Editorial: Tests should first do no harm
Friday, Jan. 27, 2006 | 7:39 a.m.
The Environmental Protection Agency on Thursday adopted a controversial new rule that bans pesticide testing on children and pregnant women, but only in studies intended for submission to the agency.
A handful of federal lawmakers earlier this week said the rule, a final draft of which they had obtained from an unnamed Bush administration official, violates the intentions of a moratorium Congress placed on all such tests in August when it also instructed the EPA to establish strict ethical standards.
The new EPA rule includes loopholes that "are contrary to law and widely accepted ethical guidelines," Sen. Barbara Boxer, D-Calif., said earlier this week.
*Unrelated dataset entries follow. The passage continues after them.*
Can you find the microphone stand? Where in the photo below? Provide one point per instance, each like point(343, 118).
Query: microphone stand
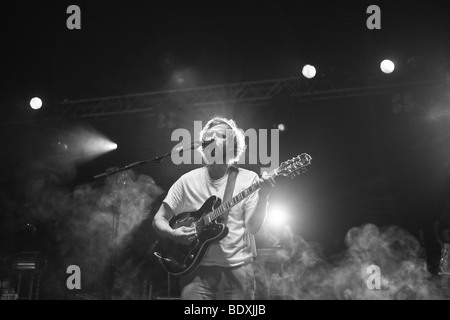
point(115, 225)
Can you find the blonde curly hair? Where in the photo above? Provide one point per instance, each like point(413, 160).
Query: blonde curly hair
point(238, 136)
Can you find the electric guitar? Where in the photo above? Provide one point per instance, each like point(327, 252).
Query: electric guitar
point(178, 259)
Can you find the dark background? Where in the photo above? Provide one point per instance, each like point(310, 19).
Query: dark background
point(370, 165)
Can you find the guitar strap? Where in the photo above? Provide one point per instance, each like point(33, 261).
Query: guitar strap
point(231, 182)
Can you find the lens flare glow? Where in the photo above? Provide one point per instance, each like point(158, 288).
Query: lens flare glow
point(309, 71)
point(387, 66)
point(35, 103)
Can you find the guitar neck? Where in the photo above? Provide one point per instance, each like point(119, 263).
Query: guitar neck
point(224, 207)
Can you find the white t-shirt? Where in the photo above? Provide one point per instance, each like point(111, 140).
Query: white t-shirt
point(190, 192)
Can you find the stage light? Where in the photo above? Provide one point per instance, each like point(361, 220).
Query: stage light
point(387, 66)
point(276, 216)
point(113, 146)
point(309, 71)
point(35, 103)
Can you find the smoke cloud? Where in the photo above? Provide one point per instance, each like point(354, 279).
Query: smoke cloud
point(307, 274)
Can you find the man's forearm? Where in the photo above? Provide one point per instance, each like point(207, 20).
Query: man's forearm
point(256, 220)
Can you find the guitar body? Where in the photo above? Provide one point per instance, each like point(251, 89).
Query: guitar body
point(178, 259)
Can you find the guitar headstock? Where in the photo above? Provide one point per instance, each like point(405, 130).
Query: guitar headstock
point(294, 166)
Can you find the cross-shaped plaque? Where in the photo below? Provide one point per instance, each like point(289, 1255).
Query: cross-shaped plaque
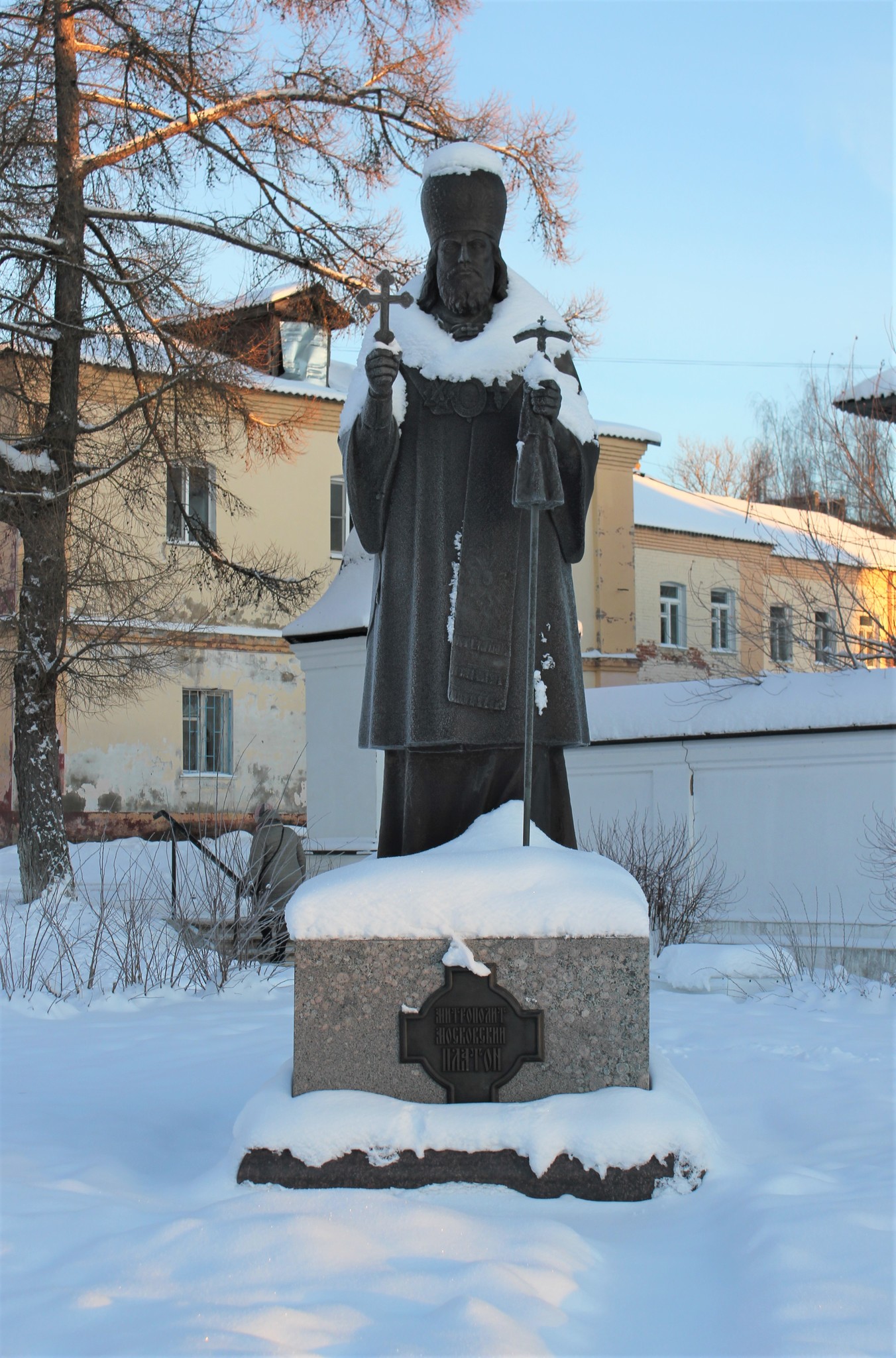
point(471, 1036)
point(384, 299)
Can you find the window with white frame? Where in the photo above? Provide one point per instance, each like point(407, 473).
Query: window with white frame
point(823, 639)
point(722, 619)
point(781, 633)
point(671, 615)
point(208, 745)
point(868, 637)
point(306, 352)
point(192, 501)
point(340, 517)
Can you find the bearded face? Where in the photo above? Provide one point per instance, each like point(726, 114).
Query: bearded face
point(465, 272)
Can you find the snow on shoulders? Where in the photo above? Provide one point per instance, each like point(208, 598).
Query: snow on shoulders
point(462, 158)
point(490, 356)
point(722, 706)
point(484, 885)
point(345, 605)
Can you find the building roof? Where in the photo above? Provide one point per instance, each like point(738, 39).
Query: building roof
point(875, 399)
point(791, 532)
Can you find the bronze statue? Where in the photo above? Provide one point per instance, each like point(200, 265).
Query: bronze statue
point(435, 422)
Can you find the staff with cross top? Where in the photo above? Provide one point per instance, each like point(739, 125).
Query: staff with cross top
point(537, 487)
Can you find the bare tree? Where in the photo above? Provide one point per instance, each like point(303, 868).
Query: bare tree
point(819, 457)
point(714, 469)
point(133, 135)
point(686, 887)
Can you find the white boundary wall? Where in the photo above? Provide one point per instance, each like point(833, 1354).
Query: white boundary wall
point(787, 808)
point(787, 811)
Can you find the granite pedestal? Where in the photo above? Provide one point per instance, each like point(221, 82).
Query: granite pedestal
point(592, 991)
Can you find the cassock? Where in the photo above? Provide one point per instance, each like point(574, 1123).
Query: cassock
point(429, 475)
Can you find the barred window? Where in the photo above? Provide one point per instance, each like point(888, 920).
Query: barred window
point(194, 489)
point(781, 635)
point(208, 745)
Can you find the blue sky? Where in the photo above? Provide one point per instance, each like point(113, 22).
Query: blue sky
point(735, 192)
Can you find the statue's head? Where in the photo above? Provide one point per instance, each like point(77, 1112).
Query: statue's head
point(465, 203)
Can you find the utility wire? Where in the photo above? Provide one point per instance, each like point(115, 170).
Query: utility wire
point(720, 363)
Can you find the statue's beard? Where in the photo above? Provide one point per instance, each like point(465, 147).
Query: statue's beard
point(465, 292)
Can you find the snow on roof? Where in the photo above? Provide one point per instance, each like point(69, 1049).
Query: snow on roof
point(109, 352)
point(791, 532)
point(735, 706)
point(484, 885)
point(873, 389)
point(462, 158)
point(344, 609)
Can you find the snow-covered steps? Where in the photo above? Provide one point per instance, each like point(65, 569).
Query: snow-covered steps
point(611, 1145)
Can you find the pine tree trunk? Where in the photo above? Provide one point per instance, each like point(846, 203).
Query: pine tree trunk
point(42, 845)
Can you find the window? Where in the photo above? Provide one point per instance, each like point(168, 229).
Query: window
point(306, 352)
point(781, 635)
point(722, 611)
point(194, 489)
point(823, 639)
point(671, 615)
point(207, 731)
point(340, 517)
point(868, 637)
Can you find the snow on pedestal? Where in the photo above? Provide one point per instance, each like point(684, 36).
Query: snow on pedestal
point(565, 934)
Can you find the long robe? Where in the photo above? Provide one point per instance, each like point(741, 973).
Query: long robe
point(424, 495)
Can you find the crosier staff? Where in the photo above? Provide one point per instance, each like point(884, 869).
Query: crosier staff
point(537, 487)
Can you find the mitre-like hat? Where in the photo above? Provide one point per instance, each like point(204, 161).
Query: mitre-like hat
point(463, 190)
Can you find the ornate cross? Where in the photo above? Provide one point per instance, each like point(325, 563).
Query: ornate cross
point(542, 334)
point(384, 299)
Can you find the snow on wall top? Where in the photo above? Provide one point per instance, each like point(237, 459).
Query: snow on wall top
point(490, 356)
point(610, 430)
point(791, 532)
point(881, 385)
point(734, 706)
point(345, 605)
point(481, 886)
point(462, 158)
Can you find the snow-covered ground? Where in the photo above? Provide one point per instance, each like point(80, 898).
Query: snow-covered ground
point(124, 1232)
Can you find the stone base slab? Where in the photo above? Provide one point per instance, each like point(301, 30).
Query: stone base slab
point(594, 993)
point(439, 1167)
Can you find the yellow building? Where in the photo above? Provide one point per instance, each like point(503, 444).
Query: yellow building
point(673, 586)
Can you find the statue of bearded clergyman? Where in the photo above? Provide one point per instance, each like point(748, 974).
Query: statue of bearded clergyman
point(429, 439)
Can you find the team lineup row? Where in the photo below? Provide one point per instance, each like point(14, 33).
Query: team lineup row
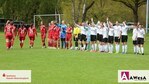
point(87, 36)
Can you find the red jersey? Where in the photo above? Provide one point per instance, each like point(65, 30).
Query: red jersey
point(69, 30)
point(32, 31)
point(22, 32)
point(57, 31)
point(43, 30)
point(51, 29)
point(9, 30)
point(14, 30)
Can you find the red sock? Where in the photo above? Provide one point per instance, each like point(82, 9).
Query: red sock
point(9, 44)
point(66, 44)
point(32, 43)
point(12, 42)
point(21, 45)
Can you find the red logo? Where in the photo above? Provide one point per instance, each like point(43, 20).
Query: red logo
point(4, 74)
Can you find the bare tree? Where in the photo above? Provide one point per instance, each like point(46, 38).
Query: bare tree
point(86, 8)
point(133, 5)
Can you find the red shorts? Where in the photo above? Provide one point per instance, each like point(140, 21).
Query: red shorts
point(43, 37)
point(50, 36)
point(56, 38)
point(32, 37)
point(9, 36)
point(21, 38)
point(68, 37)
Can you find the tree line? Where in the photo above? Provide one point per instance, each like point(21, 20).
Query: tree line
point(75, 10)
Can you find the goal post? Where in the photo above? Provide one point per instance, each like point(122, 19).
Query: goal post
point(57, 17)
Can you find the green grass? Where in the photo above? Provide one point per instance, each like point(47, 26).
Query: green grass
point(68, 66)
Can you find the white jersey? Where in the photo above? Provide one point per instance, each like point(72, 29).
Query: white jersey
point(83, 30)
point(134, 36)
point(124, 30)
point(93, 30)
point(99, 31)
point(117, 30)
point(105, 32)
point(141, 33)
point(111, 32)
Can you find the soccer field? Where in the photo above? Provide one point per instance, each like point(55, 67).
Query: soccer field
point(63, 66)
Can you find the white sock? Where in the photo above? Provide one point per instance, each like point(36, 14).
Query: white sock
point(125, 48)
point(92, 46)
point(138, 49)
point(112, 48)
point(84, 47)
point(109, 46)
point(99, 47)
point(95, 46)
point(80, 46)
point(102, 47)
point(142, 49)
point(118, 48)
point(106, 48)
point(134, 49)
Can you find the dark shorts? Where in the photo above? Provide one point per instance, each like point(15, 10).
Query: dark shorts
point(21, 38)
point(140, 40)
point(99, 37)
point(124, 38)
point(93, 37)
point(117, 39)
point(111, 39)
point(79, 36)
point(83, 37)
point(75, 39)
point(105, 40)
point(135, 42)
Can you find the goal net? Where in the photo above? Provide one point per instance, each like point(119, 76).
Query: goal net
point(46, 18)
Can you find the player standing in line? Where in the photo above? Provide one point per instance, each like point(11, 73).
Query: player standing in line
point(50, 34)
point(63, 27)
point(93, 33)
point(14, 35)
point(117, 36)
point(8, 30)
point(57, 37)
point(76, 34)
point(88, 33)
point(105, 38)
point(110, 36)
point(124, 38)
point(43, 32)
point(134, 38)
point(69, 37)
point(140, 39)
point(82, 44)
point(22, 34)
point(99, 33)
point(32, 33)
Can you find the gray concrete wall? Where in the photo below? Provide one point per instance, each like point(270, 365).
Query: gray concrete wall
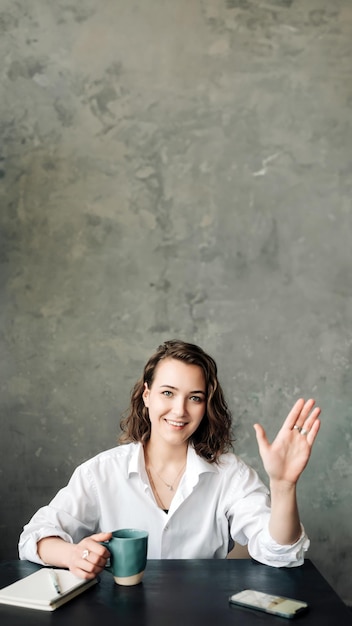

The EPA's rule prohibits most pesticide tests on children and pregnant women. But it does not apply to manufacturers performing such tests as long as there is no intent at the beginning of the research to submit the data to the EPA. However, the EPA can use data from previously completed studies that included tests on humans.
And the rule does not apply to pesticide tests on humans performed outside the United States. Manufacturers say they need the tests, as some human effects of pesticides cannot be replicated in laboratory animals.
It is unthinkable that the federal government would condone on any level the testing of pesticides on any humans. The EPA's standards should protect people and the environment, but this new rule seems best suited to protecting the interests of pesticide manufacturers.